To help physicians identify ARDS faster and more reliably, researchers at U-M’s Max Harry Weil Institute for Critical Care Research and Innovation and Michigan Medicine developed a deep learning algorithm trained to detect ARDS findings in chest X-rays. Now, in a new study published in npj Digital Medicine, the team examined the unique strengths and weaknesses of this model compared to those of human expert physicians. They also explored how a model and physicians could potentially work together to improve ARDS diagnosis, ultimately improving outcomes for patients.
“Thanks to recent advances in artificial intelligence (AI), we have deep learning systems that can diagnose health conditions based on clinical images with expert-level accuracy,” said Dr. Negar Farzaneh, a Weil Institute Research Investigator and Data Scientist, as well as lead author on the study. “But we’re also seeing a gap between studies describing the capabilities of these systems and efforts to investigate how or when to integrate them in a manner that supports physicians and improves diagnosis.
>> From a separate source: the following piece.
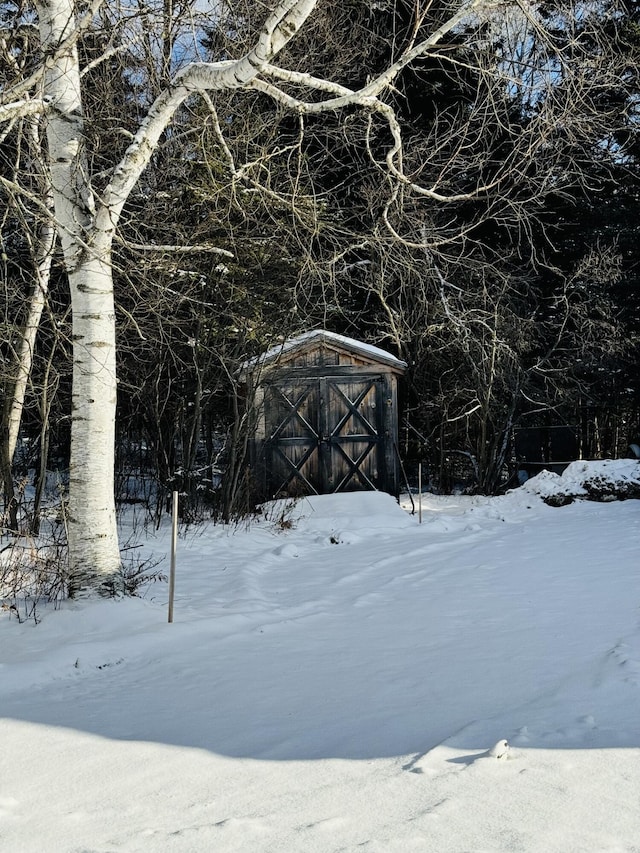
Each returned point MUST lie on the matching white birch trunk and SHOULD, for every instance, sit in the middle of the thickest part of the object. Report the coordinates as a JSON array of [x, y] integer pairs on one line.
[[94, 557], [37, 300]]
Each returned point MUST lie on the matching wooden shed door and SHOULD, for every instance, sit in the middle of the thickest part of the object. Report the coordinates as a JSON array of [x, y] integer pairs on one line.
[[325, 435]]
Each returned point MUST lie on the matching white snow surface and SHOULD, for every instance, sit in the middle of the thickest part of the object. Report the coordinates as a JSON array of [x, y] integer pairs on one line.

That gap is something we wanted to address in our study.”
Using a reference standard of 414 chest X-rays from adult hospital patients with acute hypoxic respiratory failure, the team deployed the AI model alongside a group of physicians who had expertise in chest x-ray interpretation for ARDS detection. To determine the strengths and weaknesses of both groups, the team measured three factors: overall performance in ARDS detection, accuracy based on difficulty of X-ray interpretation, and level of AI/physician certainty in their interpretations.
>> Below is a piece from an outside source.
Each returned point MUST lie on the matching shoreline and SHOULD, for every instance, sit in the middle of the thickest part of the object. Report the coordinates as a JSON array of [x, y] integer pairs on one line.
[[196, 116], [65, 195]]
Compared to the physicians, the AI model demonstrated higher overall performance in detecting whether ARDS findings were present. But while the model had a stronger showing at first, the team hypothesized that X-ray difficulty may play a key role.
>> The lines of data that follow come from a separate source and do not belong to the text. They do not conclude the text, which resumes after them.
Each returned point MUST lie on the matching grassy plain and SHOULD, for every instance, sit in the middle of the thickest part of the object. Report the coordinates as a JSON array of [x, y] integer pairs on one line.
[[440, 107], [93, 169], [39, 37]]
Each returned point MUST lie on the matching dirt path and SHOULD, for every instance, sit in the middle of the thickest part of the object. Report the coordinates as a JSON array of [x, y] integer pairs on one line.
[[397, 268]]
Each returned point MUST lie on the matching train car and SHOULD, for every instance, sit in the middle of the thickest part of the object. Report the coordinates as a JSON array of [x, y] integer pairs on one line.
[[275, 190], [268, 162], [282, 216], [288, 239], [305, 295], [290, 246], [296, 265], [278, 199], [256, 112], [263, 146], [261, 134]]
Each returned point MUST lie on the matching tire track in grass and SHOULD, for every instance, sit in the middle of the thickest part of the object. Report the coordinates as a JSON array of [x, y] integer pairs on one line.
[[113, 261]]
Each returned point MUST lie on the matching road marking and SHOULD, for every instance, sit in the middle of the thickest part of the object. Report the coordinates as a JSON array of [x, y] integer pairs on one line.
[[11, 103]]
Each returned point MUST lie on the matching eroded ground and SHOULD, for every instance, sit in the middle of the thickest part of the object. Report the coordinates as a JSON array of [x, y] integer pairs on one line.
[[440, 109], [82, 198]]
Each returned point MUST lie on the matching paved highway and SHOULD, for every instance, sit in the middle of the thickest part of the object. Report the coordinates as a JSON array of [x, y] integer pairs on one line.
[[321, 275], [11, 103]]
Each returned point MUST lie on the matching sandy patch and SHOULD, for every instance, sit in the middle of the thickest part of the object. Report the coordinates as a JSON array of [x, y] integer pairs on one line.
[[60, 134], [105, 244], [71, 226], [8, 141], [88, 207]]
To explore this concept further, the team divided the X-rays based on how challenging they were to classify–with “difficult” defined as those in which there was disagreement among the physicians regarding the interpretations. The researchers found that the AI model outperformed the physicians in interpreting chest X-rays that were not as difficult to review. However, the physicians were better at reviewing the minority of chest X-rays that were more difficult to review. Both physicians and the model also rated their confidences in the chest X-ray interpretation, and the team found that when one was less confident the other performed better.
“It’s interesting to see how the AI model and physicians can complement each other’s strengths. In situations where physicians lacked confidence in interpreting a chest X-ray, the AI model provided more accurate results, and vice versa,” said Dr. Farzaneh.